Bosch, whose Test cricketer father Tertius died when Corbin was five years old, was low on the list of potential Test fast bowlers at the start of the season.
But a lengthy list of injuries to bigger-name players, as well as good recent form, opened the door for him.
“He’s a really talented guy and in the last few years he’s really put his head down and worked to get his opportunity,” said Markram.
Bosch shared the new ball with Kagiso Rabada at the start of Pakistan’s second innings but did not take a wicket and left the field at the end of a three-over stint.
Saim Ayub and Shan Masood, who both made 28, put on 49 for the first wicket before Rabada bowled Ayub.

South Africa’s Marco Jansen (second right) celebrates with his teammates after taking the wicket of Pakistan’s Shan Masood during day two of the Test cricket match between South Africa and Pakistan, at the Centurion Park in Centurion, South Africa, on December 27, 2024. (AP)

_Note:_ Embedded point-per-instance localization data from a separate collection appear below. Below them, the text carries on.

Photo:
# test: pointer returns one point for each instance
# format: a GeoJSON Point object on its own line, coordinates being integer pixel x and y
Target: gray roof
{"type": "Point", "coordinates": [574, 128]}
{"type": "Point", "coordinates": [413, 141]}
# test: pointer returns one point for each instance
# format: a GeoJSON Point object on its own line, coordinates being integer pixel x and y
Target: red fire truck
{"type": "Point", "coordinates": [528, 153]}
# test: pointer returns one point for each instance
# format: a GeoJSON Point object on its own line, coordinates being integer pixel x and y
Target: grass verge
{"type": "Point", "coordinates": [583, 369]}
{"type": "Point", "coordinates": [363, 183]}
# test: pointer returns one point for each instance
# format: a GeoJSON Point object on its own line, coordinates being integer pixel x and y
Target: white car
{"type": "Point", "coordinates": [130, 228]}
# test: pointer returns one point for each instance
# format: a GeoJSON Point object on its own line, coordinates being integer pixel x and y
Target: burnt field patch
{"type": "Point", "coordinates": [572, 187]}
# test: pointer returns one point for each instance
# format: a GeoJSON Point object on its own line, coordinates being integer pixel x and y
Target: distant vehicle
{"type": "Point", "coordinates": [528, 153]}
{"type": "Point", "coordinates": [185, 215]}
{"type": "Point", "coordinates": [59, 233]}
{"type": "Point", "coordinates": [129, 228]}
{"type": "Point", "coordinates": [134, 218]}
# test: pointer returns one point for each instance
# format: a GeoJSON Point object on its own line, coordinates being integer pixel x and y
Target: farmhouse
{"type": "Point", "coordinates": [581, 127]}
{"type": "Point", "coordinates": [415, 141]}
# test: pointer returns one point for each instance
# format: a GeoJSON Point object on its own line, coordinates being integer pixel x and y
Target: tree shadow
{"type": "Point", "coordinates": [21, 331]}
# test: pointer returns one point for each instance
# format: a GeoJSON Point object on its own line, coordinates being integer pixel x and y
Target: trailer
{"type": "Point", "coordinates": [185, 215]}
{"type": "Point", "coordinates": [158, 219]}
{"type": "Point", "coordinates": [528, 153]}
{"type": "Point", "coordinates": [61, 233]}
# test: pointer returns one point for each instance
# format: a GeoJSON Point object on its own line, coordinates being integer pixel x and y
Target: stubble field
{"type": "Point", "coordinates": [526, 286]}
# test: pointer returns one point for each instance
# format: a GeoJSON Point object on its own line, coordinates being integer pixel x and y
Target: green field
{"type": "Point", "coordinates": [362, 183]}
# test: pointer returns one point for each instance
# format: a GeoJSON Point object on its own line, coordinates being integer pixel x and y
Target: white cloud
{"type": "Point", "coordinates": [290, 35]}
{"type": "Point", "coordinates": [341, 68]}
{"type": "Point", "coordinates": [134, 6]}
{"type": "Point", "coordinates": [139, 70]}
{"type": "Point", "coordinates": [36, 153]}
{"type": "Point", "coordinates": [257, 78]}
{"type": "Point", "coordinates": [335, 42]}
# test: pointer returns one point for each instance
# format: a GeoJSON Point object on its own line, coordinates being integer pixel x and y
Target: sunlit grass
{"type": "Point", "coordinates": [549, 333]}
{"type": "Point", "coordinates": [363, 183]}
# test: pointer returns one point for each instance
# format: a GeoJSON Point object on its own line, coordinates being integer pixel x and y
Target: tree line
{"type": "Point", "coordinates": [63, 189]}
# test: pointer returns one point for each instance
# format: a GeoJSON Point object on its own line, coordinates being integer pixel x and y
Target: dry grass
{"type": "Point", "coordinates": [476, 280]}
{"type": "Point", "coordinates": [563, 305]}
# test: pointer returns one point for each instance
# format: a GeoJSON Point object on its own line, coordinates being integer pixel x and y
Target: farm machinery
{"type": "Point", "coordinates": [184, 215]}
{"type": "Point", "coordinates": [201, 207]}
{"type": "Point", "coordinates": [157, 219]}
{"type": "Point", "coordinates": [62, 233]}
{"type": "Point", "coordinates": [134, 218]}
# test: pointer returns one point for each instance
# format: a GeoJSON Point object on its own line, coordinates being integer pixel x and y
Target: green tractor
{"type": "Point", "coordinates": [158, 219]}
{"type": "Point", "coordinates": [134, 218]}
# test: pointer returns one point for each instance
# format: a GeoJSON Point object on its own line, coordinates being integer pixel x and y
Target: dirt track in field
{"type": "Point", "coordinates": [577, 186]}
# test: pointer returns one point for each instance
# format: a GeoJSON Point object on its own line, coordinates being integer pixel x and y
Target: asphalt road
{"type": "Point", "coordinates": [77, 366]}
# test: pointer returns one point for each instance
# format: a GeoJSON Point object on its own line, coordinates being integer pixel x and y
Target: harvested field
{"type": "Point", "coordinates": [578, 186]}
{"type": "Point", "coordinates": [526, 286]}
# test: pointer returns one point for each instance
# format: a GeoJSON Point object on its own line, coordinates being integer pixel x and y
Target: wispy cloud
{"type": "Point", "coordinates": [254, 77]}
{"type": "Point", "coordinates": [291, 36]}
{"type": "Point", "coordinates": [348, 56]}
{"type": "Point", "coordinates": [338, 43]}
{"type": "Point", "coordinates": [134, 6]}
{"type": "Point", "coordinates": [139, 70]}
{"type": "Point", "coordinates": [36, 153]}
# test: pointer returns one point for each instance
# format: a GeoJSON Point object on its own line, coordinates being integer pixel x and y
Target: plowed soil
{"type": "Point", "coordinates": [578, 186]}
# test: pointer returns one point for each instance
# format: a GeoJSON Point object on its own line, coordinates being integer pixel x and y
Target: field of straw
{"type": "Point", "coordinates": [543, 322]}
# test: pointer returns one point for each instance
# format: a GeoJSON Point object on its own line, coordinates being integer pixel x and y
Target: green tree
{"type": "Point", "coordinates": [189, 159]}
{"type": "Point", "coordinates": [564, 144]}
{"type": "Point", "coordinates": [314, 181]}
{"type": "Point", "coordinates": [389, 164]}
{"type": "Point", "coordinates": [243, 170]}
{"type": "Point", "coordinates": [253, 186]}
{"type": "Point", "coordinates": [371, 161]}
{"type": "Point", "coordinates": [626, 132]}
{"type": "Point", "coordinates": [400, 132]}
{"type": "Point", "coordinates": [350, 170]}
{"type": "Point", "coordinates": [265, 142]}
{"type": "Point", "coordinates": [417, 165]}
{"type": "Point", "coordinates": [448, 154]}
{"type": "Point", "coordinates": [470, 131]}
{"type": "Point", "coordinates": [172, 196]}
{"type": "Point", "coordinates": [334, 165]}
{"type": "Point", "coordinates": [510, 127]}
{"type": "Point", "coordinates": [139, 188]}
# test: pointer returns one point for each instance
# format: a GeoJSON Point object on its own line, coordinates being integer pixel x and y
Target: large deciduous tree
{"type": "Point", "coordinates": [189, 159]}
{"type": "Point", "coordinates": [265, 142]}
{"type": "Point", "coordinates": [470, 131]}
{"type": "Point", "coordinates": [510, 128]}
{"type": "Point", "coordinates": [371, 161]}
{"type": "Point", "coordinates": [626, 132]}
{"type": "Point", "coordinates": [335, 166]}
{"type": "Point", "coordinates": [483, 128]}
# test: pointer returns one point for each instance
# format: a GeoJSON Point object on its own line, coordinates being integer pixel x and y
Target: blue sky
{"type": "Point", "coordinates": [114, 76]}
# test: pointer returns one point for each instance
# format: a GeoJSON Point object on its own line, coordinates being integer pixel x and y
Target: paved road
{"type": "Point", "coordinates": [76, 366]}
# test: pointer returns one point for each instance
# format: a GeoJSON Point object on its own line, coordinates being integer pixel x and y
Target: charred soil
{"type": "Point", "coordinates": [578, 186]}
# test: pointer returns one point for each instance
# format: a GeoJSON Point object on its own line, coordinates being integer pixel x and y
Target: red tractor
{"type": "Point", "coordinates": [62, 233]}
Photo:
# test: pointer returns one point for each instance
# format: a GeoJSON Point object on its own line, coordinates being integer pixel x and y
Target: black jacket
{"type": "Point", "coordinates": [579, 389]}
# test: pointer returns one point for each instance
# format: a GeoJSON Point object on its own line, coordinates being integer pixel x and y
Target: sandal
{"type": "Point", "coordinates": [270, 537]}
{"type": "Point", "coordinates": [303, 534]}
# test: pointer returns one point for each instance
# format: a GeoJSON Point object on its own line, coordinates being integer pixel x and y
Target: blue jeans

Jansen followed up by having Masood caught at third slip and first innings top-scorer Kamran Ghulam caught at gully for eight before bad light stopped play.
Markram said it was a typical Centurion pitch, providing assistance for the fast bowlers.

“While I was batting it did feel that at any time the ball could nip past your edge,” he said.
Markram cautioned South Africa would need to bowl well to press home their advantage on Saturday.
“If you’re not going to land the ball in the right areas it’s still going to be nice to bat on,” he said.